Update on Health Care Reform Implementation
In 2010, the Affordable Care Act introduced healthcare legislation to protect consumers, improve quality of care, lower overall costs of healthcare, and increase access to affordable care. Families raising children with special health care needs and/or disabilities were among the first to feel the impact of this legislation. Many families have benefited from the requirement that health plans cannot limit or deny benefits or deny coverage for a child younger than age 19 simply because the child has a “pre-existing condition”—that is, a health problem that developed before the child applied to join the plan; and the ability add or keep your children on your health insurance policy until they turn 26 years old.
As we move closer to full implementation of the law in 2014 many of our members are interested in learning more about how it will impact them. We are excited by your interest and encourage you to stay engaged. One piece of the legislation that will touch many Hoosiers is the increased eligibility for Medicaid. As a provision of that law, millions of currently uninsured Americans will gain access to Medicaid coverage in 2014, when eligibility for coverage increases to 133% of the federal poverty level (FPL) (approximately $29,000 for a family of four), regardless of age.
As one of the many cost-saving and quality improvement measures of the ACA, states are required to streamline their eligibility processes and systems in order to ensure maximum participation in offered healthcare programs. To do this, states will be required to employ “express lane” technologies, such that public and health subsidy programs create shared database linkages. In other words, when a family applies for services, such as Supplemental Nutrition Assistance Program (SNAP), Temporary Assistance for the Needy (TANF), and others, their eligibility information would link to other similar programs. Moreover, these databases would also be linked to those operated by the Social Security Administration, Internal Revenue Service, and Department of Homeland Security.
Sharing of information among these agencies will not only streamline the process of determining eligibility and applying for services but will also help state and federal agencies identify individuals who may qualify for services. In order for their information to be shared, families must provide consent to share their information with other assistance programs (typically an element of present application processes).
According to the The Henry J. Kaiser Family Foundation’s “Focus on Health Reform,” by 2014, express lane strategies will automatically transition approximately 700,000 children whose family incomes fall between 100% and 133% FPL from Children’s Health Insurance Programs (CHIP) to Medicaid. Moreover, these strategies will serve to identify a large portion of the approximately 7 million uninsured children who currently qualify for either CHIP or Medicaid, and will therefore, lead to higher enrollment rates and lower rates of uninsured.
To further simply the process, uniform eligibility requirements that satisfy federal standards will be used for all programs. This measure is intended to further ease information sharing and avoid recalculation of “modified adjusted gross income.” It is also expected to improve the efficiency of the renewal process.
In addition to streamlined identification and enrollment for children, express lane technologies are expected to also simplify the eligibility process for some of the 32 million uninsured adults who are not currently enrolled in Medicaid or Medicare programs. Many of those individuals are parents of children who are currently receiving services under an assistance program. All adults will need to pursue enrollment in the state- and federally-funded programs.
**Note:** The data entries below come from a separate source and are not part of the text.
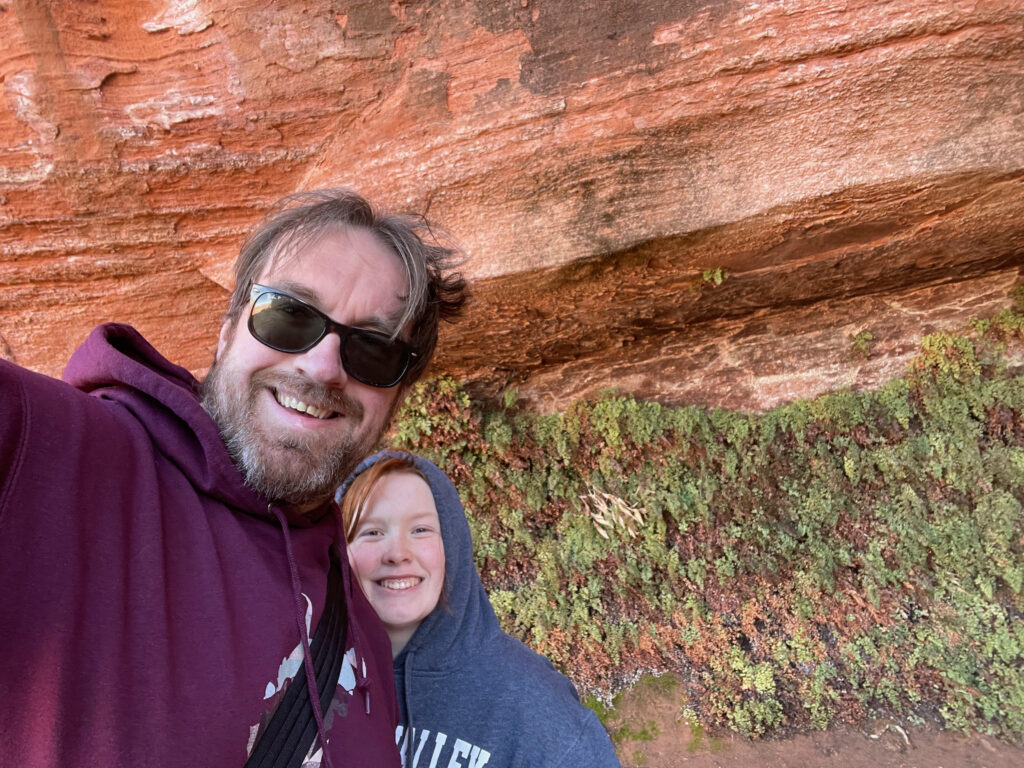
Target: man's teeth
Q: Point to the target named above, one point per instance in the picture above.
(295, 404)
(399, 584)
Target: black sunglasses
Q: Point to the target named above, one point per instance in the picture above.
(290, 325)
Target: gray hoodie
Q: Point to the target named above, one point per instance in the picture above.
(472, 695)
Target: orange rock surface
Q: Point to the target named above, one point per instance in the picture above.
(696, 202)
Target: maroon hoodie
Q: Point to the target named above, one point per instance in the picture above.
(150, 614)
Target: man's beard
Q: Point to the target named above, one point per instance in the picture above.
(295, 470)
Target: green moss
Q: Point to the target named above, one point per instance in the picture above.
(852, 553)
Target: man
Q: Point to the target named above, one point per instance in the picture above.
(167, 551)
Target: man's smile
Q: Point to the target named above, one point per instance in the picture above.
(295, 403)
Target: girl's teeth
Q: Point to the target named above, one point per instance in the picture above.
(398, 584)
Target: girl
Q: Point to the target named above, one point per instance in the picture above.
(469, 694)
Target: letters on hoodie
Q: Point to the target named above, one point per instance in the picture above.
(431, 750)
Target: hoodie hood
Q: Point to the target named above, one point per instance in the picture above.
(117, 364)
(471, 694)
(466, 621)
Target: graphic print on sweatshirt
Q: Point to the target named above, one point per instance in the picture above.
(290, 666)
(436, 750)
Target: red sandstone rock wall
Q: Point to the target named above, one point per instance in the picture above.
(848, 167)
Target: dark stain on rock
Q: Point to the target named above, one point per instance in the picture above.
(573, 42)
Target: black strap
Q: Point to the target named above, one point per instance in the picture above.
(290, 733)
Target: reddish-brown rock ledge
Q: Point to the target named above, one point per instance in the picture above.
(696, 202)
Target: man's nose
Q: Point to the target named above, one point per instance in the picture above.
(323, 363)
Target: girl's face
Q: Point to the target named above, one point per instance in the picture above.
(397, 554)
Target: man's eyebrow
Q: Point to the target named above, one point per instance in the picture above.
(384, 323)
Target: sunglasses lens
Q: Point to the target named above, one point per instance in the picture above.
(289, 325)
(285, 324)
(374, 358)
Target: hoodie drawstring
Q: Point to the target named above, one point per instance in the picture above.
(407, 684)
(301, 624)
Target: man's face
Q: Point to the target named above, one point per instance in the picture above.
(297, 424)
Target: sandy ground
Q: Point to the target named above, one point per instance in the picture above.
(883, 743)
(891, 749)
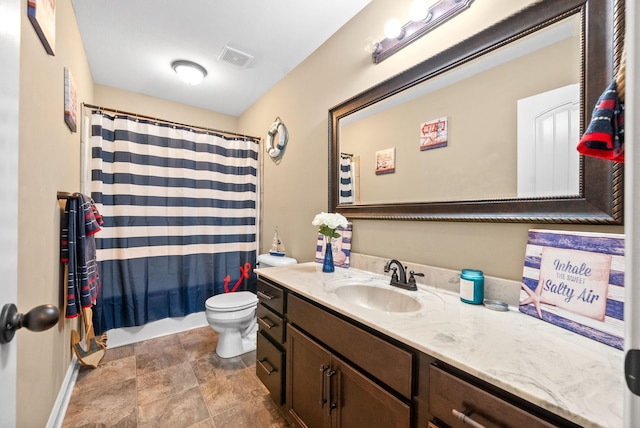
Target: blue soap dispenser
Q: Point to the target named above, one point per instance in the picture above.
(472, 286)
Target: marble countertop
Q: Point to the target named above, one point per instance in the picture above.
(570, 375)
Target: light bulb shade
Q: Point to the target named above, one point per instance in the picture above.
(371, 46)
(392, 29)
(189, 72)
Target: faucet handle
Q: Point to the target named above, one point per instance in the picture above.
(394, 274)
(412, 279)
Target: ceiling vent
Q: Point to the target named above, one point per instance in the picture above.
(235, 57)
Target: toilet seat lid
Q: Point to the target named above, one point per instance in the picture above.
(231, 301)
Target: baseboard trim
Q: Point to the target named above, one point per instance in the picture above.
(128, 335)
(56, 418)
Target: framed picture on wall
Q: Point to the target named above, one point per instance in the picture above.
(42, 14)
(70, 101)
(434, 134)
(385, 161)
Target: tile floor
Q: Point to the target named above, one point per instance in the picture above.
(173, 381)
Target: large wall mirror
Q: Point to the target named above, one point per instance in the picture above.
(486, 130)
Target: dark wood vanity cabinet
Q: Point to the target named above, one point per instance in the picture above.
(326, 391)
(325, 370)
(270, 349)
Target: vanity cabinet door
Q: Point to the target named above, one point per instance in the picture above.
(307, 369)
(450, 394)
(325, 391)
(358, 402)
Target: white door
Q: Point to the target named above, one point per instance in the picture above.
(548, 133)
(9, 83)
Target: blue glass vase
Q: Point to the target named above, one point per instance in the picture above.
(327, 264)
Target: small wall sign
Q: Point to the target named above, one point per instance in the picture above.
(434, 134)
(576, 281)
(385, 161)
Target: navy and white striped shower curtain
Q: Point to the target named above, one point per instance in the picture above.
(179, 208)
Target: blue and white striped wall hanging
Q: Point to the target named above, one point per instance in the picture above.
(575, 280)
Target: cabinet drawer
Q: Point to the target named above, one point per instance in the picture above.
(270, 368)
(270, 324)
(448, 392)
(271, 296)
(382, 360)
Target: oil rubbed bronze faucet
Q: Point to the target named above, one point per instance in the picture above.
(399, 276)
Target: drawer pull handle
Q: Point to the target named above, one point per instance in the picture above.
(265, 322)
(264, 295)
(465, 419)
(262, 363)
(323, 398)
(331, 405)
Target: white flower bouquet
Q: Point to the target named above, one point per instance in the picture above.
(328, 223)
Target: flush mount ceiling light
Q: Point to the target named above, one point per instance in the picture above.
(423, 19)
(190, 72)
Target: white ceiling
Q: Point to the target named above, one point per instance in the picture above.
(131, 44)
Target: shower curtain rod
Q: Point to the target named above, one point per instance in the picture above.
(170, 122)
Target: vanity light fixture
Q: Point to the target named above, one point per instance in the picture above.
(189, 72)
(423, 19)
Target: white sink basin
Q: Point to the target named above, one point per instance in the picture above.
(381, 299)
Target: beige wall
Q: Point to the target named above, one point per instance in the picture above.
(132, 102)
(296, 189)
(49, 160)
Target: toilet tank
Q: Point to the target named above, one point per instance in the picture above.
(267, 260)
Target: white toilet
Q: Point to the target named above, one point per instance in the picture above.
(233, 315)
While these data sharing strategies are expected to automatically identify many of currently uninsured Americans, it is important to note that some families may remain unidentified. Examples include families whose income falls below tax filing requirements and those whose circumstances have changed since the most recent data collection and/or application for services.
It is hoped that these technologies will not only increase identification and delivery of services to children and adults but also reduce long term costs associated with processing paperwork, especially in regards to applications for multiple services and renewal of services. Moreover, linkages between state and federal databases will facilitate transition of services across state lines.
To ensure compliance and ease the burden on the states, the federal government will match up to 90% of state expenses for development of exchange and data sharing systems and 75% of maintenance costs. In May 2011, the US Department of Health and Human Services Awarded Indiana a $6.8 million grant in order to support upgrades and development of the information technology necessary for compliance with the ACA.